Welcome to another installment of Where We Live. This week we’ll look at Glover Park, a neighborhood that often gets overlooked because of its two loud neighbors: Dupont Circle and Georgetown. But there’s a lot of charm in Glover Park, and it offers residents a perfect balance: living on a quiet, tree-lined street while being just five minutes from restaurants, shops, and attractions. (And, for the record, it seems that no one is quite sure how to pronounce the name of this neighborhood, but it’s actually Glover– rhymes with lover, not clover — Park.)
History: Glover Park gets its name from Charles Carroll Glover (1846-1936), who donated much of the land that became Rock Creek Park and is responsible for the Washington National Cathedral’s construction. Glover Park started developing in the 1920s, with mostly residential rowhouses. The commercial district along Wisconsin Avenue developed in the mid-1930s, attracting corner stores and even a movie theater, while retaining the feeling of a small town. The Glover Park neighborhood was considered upscale compared to the “squalor of Georgetown” during this time, and through the years the neighborhood has preserved its residential nature and small-town character.
Neighborhood Character: The Glover Park neighborhood is primarily residential, with a variety of housing types. There are several original 1920s rowhouses mixed with more modern apartment buildings throughout the neighborhood. Most of the commercial development is along Wisconsin Avenue, with a variety of restaurants and shops. Residents love this mix of city life next to quiet residential streets.
We Love DC author Rebecca has lived in Glover Park for three years, and has this to say, “When you’re on the Wisconsin Ave strip of Glover Park, you feel like you’re in a city. There are shops, restaurants, bars, a gym, hardware store, Whole Foods, Starbucks, etc.–there’s seriously everything I need within a 10 minute walk. When you walk a block off the strip, it’s like you’re in the suburbs.
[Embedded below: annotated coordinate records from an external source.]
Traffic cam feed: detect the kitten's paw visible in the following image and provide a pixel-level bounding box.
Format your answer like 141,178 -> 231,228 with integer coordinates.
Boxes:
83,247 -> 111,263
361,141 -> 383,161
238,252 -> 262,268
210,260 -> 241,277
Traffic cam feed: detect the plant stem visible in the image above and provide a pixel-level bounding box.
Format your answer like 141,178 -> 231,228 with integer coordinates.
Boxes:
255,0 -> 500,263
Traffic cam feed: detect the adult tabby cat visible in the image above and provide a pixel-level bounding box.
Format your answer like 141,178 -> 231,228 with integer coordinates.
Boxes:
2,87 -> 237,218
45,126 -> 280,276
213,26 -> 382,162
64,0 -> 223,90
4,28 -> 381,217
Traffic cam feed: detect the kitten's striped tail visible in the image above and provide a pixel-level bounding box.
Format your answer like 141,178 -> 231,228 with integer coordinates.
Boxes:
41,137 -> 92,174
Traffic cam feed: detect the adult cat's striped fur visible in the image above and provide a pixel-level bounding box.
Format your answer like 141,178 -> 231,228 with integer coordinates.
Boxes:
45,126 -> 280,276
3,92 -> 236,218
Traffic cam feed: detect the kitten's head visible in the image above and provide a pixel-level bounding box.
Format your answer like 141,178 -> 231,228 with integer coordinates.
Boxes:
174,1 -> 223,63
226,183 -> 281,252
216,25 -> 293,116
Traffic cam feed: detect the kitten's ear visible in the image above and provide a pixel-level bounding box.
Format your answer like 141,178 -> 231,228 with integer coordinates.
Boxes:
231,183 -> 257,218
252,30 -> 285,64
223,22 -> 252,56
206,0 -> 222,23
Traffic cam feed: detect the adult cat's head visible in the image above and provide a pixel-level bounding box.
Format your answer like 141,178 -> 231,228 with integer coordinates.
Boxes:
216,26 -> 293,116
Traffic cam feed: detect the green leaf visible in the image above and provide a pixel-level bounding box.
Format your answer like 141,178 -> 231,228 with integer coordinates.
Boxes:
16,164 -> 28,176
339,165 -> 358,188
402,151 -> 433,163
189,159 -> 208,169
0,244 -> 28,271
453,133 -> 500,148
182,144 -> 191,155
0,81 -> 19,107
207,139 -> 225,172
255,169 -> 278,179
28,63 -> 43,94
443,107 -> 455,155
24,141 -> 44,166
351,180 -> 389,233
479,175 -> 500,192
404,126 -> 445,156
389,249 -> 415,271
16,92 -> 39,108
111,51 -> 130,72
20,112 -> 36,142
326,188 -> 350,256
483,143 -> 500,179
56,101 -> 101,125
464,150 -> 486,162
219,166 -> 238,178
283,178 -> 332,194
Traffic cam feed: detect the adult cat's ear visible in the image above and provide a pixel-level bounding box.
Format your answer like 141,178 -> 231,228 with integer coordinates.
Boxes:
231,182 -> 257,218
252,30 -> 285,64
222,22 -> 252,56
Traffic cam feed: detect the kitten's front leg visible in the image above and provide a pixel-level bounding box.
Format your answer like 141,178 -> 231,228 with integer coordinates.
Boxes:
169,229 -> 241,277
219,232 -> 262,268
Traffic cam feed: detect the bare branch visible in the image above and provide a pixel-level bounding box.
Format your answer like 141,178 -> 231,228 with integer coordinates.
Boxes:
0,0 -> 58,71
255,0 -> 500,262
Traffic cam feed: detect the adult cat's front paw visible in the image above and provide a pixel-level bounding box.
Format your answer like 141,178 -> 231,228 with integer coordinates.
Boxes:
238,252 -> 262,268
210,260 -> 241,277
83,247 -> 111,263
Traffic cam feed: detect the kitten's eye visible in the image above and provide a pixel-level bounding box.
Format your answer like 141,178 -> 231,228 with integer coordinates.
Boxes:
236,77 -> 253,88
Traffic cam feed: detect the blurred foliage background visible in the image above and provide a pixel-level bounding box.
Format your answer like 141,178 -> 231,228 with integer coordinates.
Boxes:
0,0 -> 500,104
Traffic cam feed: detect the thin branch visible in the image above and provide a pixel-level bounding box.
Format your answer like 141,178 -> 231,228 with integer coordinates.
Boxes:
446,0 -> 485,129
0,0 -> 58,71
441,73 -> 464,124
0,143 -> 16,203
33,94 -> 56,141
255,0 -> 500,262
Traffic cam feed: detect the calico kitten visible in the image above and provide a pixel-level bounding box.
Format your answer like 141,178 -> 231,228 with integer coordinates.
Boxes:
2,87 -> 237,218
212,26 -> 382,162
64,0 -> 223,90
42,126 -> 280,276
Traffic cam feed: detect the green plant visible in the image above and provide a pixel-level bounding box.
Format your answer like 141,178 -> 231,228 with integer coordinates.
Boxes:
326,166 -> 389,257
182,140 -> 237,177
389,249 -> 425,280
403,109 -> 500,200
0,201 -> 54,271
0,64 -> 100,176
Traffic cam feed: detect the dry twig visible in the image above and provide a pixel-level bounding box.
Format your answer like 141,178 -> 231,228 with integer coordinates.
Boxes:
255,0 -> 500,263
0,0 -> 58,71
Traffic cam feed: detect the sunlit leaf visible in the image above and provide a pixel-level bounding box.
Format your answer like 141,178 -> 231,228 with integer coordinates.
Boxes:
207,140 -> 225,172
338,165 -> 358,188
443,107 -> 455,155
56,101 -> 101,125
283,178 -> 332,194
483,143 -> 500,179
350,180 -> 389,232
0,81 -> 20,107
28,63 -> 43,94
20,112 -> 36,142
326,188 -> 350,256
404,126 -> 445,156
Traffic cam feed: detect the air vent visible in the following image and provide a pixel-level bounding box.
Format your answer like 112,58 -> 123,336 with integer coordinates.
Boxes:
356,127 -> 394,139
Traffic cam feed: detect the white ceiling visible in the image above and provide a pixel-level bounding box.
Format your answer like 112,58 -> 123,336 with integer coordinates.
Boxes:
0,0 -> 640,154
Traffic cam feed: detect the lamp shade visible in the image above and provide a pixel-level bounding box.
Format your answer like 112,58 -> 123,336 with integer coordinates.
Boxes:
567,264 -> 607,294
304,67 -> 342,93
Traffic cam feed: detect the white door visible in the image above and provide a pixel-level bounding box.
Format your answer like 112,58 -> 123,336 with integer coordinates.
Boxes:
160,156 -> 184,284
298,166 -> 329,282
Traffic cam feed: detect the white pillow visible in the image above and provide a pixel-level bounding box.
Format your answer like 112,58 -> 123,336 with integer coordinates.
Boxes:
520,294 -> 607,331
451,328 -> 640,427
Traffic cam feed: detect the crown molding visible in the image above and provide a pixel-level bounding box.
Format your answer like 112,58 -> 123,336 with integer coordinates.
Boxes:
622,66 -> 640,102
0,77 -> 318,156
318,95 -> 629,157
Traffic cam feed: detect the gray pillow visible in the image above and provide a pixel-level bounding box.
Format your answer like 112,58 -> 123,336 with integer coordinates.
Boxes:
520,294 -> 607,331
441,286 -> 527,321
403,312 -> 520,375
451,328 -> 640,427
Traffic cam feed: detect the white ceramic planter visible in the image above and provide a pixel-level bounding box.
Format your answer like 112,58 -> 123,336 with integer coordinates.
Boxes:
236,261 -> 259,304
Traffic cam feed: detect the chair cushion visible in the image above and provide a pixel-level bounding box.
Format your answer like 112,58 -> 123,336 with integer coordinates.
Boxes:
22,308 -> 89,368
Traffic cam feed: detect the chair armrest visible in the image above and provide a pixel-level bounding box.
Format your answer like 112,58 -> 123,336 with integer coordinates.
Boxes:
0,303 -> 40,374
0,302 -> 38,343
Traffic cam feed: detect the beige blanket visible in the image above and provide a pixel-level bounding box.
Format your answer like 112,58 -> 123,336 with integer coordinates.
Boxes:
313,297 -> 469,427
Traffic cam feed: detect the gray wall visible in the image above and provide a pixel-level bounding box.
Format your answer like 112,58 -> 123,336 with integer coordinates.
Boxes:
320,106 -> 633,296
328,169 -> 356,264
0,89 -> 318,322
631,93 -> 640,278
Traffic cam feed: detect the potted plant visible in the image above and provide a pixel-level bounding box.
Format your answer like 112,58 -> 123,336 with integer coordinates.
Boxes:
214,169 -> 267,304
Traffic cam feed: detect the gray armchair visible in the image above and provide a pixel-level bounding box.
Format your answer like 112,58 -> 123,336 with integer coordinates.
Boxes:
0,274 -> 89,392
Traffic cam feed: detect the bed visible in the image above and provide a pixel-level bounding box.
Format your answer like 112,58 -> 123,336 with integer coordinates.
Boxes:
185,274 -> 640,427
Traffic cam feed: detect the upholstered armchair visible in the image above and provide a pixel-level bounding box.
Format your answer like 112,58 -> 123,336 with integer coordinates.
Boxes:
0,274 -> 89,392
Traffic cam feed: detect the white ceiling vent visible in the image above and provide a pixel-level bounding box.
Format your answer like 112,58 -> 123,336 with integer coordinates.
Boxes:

It’s quiet, green, birds are everywhere and everyone is friendly.” Sounds like a pretty ideal balance to me.
‘New Social Safeway Coming Soon to Burleith’
courtesy of ‘TreyDanger’
Transportation: There’s no Metrorail station in Glover Park, but Rebecca insists that the area doesn’t “feel disconnected from the rest of Washington”. The bus system is very strong, with the D2 bus connecting the neighborhood directly with Dupont Circle. The 31, 32, and 36 routes go right up Wisconsin Avenue, and the DC Circulator links the neighborhood to Georgetown, downtown, and Union Station (though only until December 7). Glover Park has its share of Zipcars, and its park-like setting allows for great trail access. It’s just a hop, skip, and a jump away from the Capitol Crescent Trail and Rock Creek Park.
courtesy of ‘vpickering’
What to See: Glover Park isn’t just a residential neighborhood anymore– there’s a lot to see and do in the area:
- Rebecca’s number one pick is Breadsoda. “Bartenders are friendly, they have excellent beer on tap, amazingly tasty sandwiches, WiFi, Wi, a fantastic/eclectic jukebox, shuffleboard, and a really funky, laid back scene.”
- Check out the community gardens that Glover Park residents treasure. Originally planted as victory gardens, the community gardens are still available for residents (though now with a wait list). The gardens attract residents young and old and are a central part of the community identity.
- Glover Park residents have been playing softball for the neighborhood for over 25 years in the city’s only independent neighborhood softball league. Head over to 39th and Calvert to catch a game.
- You have a few more weeks to check out the Glover Park-Burleith Farmer’s Market on Saturdays from 9-1 across from the Social Safeway. Great fruits and vegetables, flowers, and baked goods (and good people-watching too).
Neighborhood Links: There are a variety of active civic and community groups in Glover Park:
- Glover Park DC is a website and blog managed by Chris Jones, a long-time Glover Park resident. The blog has updates on new neighborhood businesses as well as community events.
- The Glover Park Citizens’ Association has been meeting since 1932 and publishes a monthly Glover Park Gazette that focuses on neighborhood events, rec center programs, and community announcements. Reading through a copy of the Glover Park Gazette really makes you realize how much small town charm this area has.
- Friends of Guy Mason Recreation Center is a civic association that focuses on the needs of the community center. The center offers studio arts classes and children’s programs.
Why We Love Glover Park: It may not be right on top of a Metro station, but Glover Park residents love the balance of quiet residential living and the amenities of a city here. Walking through the beautiful tree-lined streets of Glover Park, you see such a mix of residents: families with kids, young professionals, older residents, you name it. The neighborhood appeals to residents for many different reasons, and it’s not hard to see why Glover Park is a wonderful place to live.